Thermal time#
[1]:
import os
import copy
import datetime
import pandas as pd
import numpy as np
import matplotlib.pyplot as plt
plt.rcParams["figure.figsize"] = [5, 2]
from eocrops.inputs.meteoblue import WeatherDownload
from eocrops.climatools.format_data import WeatherPostprocess
from eocrops.climatools import resampling
from eocrops.tasks import curve_fitting
from eocrops.utils import base_functions as utils
from shapely.geometry import Point
/home/johann/anaconda3/envs/eo-crops/lib/python3.9/site-packages/tqdm/auto.py:21: TqdmWarning: IProgress not found. Please update jupyter and ipywidgets. See https://ipywidgets.readthedocs.io/en/stable/user_install.html
from .autonotebook import tqdm as notebook_tqdm
Load the file#
[12]:
# Define the path to get store the data
PATH_EXPERIMENT = os.path.join("../data", "experiments")
# Dates of interest
TIME_INTERVAL = ("2017-08-15", "2018-07-15")
YEAR = TIME_INTERVAL[-1].split("-")[0]
if not os.path.exists(PATH_EXPERIMENT):
os.mkdir(PATH_EXPERIMENT)
[13]:
# Read the dataset
## Read the excel file
sentinel_data = pd.read_excel("../data/rapeseed_data_s1.xlsx")
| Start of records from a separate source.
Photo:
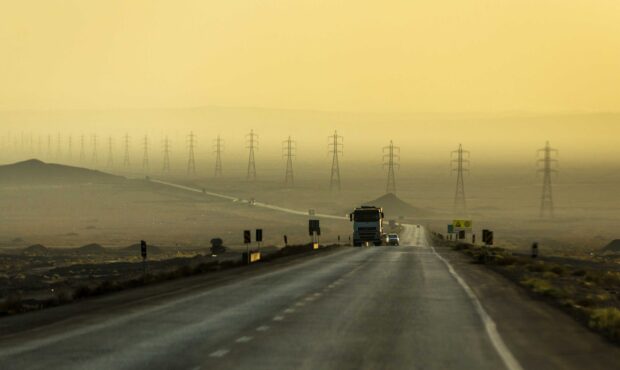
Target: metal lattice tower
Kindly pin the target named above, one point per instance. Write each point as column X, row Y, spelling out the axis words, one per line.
column 82, row 150
column 94, row 157
column 391, row 160
column 110, row 152
column 126, row 161
column 548, row 164
column 191, row 161
column 335, row 147
column 145, row 154
column 58, row 146
column 166, row 167
column 70, row 148
column 460, row 164
column 218, row 147
column 288, row 151
column 252, row 144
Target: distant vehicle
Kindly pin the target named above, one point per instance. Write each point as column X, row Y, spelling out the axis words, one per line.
column 393, row 239
column 367, row 225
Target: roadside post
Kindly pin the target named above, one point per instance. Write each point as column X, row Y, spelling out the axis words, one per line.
column 535, row 250
column 247, row 239
column 144, row 262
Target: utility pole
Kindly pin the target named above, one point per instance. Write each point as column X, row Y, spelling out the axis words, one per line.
column 335, row 147
column 217, row 149
column 94, row 157
column 191, row 161
column 166, row 155
column 288, row 151
column 252, row 144
column 460, row 164
column 110, row 153
column 126, row 162
column 391, row 160
column 548, row 164
column 145, row 155
column 82, row 151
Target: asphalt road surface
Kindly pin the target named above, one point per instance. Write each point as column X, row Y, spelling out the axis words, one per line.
column 357, row 308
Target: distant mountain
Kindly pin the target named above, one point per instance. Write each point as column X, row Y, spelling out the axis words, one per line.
column 393, row 207
column 34, row 171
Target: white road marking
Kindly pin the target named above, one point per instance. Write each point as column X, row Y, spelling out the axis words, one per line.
column 219, row 353
column 243, row 339
column 489, row 325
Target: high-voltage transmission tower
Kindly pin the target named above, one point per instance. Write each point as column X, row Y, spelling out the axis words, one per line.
column 335, row 148
column 460, row 164
column 191, row 160
column 145, row 155
column 548, row 163
column 126, row 162
column 252, row 145
column 110, row 153
column 288, row 151
column 94, row 157
column 166, row 167
column 391, row 160
column 218, row 147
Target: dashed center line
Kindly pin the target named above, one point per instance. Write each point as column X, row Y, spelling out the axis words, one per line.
column 243, row 339
column 219, row 353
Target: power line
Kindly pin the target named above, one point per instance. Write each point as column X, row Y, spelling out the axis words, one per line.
column 145, row 154
column 391, row 160
column 252, row 144
column 460, row 164
column 548, row 164
column 191, row 161
column 289, row 149
column 335, row 147
column 218, row 149
column 126, row 161
column 166, row 167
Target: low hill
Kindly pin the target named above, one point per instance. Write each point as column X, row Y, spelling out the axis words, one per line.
column 34, row 171
column 394, row 207
column 613, row 246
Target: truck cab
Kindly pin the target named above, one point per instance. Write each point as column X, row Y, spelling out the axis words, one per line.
column 367, row 225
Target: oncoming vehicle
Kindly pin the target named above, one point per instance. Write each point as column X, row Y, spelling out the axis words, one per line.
column 393, row 239
column 367, row 225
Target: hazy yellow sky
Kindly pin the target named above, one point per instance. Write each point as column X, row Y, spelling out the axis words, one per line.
column 384, row 56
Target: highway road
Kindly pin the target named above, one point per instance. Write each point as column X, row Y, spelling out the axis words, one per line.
column 356, row 308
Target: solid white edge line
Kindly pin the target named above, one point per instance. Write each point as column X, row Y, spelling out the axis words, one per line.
column 491, row 328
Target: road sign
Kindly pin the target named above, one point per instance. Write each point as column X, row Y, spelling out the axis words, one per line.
column 143, row 248
column 259, row 235
column 462, row 225
column 314, row 225
column 487, row 237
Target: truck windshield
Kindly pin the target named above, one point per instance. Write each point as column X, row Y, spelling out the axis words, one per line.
column 366, row 216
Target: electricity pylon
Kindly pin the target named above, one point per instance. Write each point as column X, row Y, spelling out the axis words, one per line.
column 94, row 157
column 391, row 160
column 460, row 164
column 126, row 161
column 218, row 147
column 166, row 167
column 335, row 147
column 145, row 155
column 82, row 150
column 110, row 153
column 288, row 151
column 191, row 161
column 252, row 144
column 548, row 164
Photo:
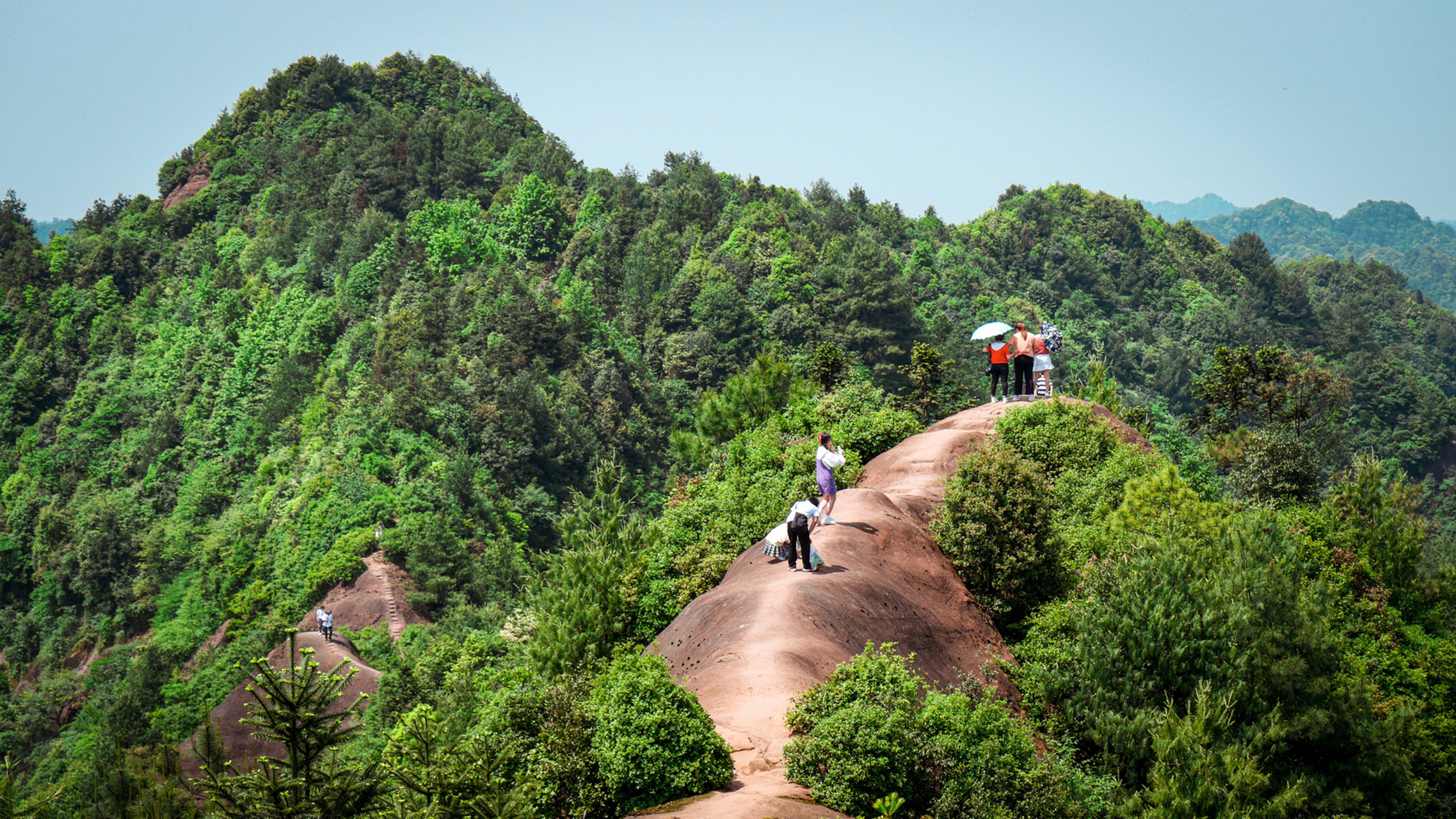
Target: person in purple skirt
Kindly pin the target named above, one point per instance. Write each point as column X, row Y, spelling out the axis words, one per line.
column 826, row 461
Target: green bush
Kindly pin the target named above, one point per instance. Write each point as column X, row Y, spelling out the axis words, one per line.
column 996, row 527
column 856, row 756
column 874, row 728
column 982, row 761
column 1059, row 435
column 1240, row 614
column 856, row 732
column 653, row 742
column 341, row 565
column 1277, row 467
column 749, row 485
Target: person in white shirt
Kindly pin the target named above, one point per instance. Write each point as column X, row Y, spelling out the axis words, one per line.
column 826, row 460
column 801, row 521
sentinel_data = sentinel_data.sort_values(by=["ID", "band"])
## Define the features
features_data = [("DATA", f, f, "float32", 1) for f in sentinel_data["band"].unique()]
[14]:
## Define the meta data
### Get the informations regarding the location
meta_data = sentinel_data[["ID", "lon", "lat"]].drop_duplicates()
### Add in the metadata file the dates of interest in the time series
meta_data["timestamp"] = [TIME_INTERVAL]
### Convert the coordinates into Point
meta_data["geometry"] = [
Point(x, y) for x, y in zip(meta_data["lon"], meta_data["lat"])
]
feature_vector = [(col_name, "string") for col_name in meta_data.columns]
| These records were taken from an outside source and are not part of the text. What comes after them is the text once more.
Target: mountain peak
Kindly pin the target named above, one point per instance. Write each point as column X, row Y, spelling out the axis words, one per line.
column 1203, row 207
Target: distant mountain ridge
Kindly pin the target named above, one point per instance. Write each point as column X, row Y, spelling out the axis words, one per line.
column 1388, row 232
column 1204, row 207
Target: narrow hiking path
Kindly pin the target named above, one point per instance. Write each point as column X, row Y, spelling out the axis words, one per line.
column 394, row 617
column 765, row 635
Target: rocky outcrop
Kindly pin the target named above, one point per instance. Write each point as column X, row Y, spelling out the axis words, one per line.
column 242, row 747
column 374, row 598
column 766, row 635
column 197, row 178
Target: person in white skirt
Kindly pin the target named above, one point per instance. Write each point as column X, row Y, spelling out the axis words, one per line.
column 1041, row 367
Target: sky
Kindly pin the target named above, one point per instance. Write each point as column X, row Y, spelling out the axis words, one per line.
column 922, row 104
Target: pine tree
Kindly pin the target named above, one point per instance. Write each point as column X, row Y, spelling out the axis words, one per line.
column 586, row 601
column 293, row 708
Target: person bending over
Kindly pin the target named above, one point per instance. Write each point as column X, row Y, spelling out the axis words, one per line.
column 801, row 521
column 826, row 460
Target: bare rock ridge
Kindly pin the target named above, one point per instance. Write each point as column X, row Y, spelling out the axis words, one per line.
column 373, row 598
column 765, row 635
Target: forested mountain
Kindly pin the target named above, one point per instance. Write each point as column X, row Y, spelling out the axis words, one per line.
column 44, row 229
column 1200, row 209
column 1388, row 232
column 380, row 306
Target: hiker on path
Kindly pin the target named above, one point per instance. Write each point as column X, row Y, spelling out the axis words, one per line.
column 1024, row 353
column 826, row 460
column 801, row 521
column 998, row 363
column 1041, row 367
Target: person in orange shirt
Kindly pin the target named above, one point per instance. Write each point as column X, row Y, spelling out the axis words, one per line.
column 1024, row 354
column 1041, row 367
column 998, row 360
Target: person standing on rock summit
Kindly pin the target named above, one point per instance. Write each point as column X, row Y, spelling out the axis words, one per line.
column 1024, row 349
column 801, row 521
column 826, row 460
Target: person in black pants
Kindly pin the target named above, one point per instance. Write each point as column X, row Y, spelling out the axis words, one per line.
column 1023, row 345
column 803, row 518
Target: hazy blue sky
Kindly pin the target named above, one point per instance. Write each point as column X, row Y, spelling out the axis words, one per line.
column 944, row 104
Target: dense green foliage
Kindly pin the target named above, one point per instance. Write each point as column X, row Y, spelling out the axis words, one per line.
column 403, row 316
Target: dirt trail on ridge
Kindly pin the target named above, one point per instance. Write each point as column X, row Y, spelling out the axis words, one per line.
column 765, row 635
np.save(file=f"{PATH_EXPERIMENT}/meta_data.npy", arr=meta_data.values)
/home/johann/anaconda3/envs/eo-crops/lib/python3.9/site-packages/pandas/core/dtypes/cast.py:128: ShapelyDeprecationWarning: The array interface is deprecated and will no longer work in Shapely 2.0. Convert the '.coords' to a numpy array instead.
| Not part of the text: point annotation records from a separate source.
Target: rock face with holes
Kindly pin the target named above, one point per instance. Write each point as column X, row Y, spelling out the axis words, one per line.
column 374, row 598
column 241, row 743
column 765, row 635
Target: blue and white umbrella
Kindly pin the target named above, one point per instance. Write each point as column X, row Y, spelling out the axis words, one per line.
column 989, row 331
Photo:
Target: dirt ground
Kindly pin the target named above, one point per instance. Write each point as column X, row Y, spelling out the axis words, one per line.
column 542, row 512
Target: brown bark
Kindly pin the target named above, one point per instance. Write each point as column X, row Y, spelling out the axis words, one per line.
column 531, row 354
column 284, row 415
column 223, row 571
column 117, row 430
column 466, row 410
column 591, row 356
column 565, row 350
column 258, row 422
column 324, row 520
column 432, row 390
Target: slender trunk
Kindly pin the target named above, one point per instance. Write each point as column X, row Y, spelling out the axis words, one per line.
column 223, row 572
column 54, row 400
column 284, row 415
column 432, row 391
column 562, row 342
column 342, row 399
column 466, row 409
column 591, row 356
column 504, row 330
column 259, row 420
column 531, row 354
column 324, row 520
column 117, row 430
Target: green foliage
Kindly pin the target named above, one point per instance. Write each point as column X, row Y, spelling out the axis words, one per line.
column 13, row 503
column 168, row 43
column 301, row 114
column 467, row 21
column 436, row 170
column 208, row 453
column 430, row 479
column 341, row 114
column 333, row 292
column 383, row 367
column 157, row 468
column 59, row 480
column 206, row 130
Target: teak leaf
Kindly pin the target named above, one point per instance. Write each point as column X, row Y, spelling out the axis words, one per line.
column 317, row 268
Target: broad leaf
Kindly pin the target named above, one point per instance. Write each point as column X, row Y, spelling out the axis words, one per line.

arr = construct_1d_object_array_from_listlike(values)
[45]:
## Define the 3D array from Sentinel-1 data
### Keep only band values
sentinel_bands = sentinel_data.drop(["ID", "lon", "lat", "band"], axis=1)
dates = sentinel_bands.columns
sentinel_values = sentinel_bands.values
### Reshape in 3D array
array_data = sentinel_values.reshape(
sentinel_values.shape[0] // len(features_data),
len(features_data),
sentinel_values.shape[1],
)
array_data = np.moveaxis(array_data, 1, 2)
[49]:
# Compute RVI=4*VH/(VV+VH)
RVI = 4 * array_data[..., 0] / (array_data[..., 0] + array_data[..., 1])
plt.plot(RVI.flatten())
[49]:
[<matplotlib.lines.Line2D at 0x7f8c0c160a60>]
[47]:
### Check if the reshape worked well
np.alltrue(sentinel_data.iloc[0, :].values == array_data[0, :, 0])
### Plot the first observation
plt.plot(array_data[0, :, 0])
plt.show()
/tmp/ipykernel_45200/3585828634.py:2: DeprecationWarning: elementwise comparison failed; this will raise an error in the future.
np.alltrue(sentinel_data.iloc[0, :].values == array_data[0, :, 0])
[48]:
## Get the day of the year of the samples
dates = [datetime.datetime.strptime(str(k), "%Y%m%d") for k in dates]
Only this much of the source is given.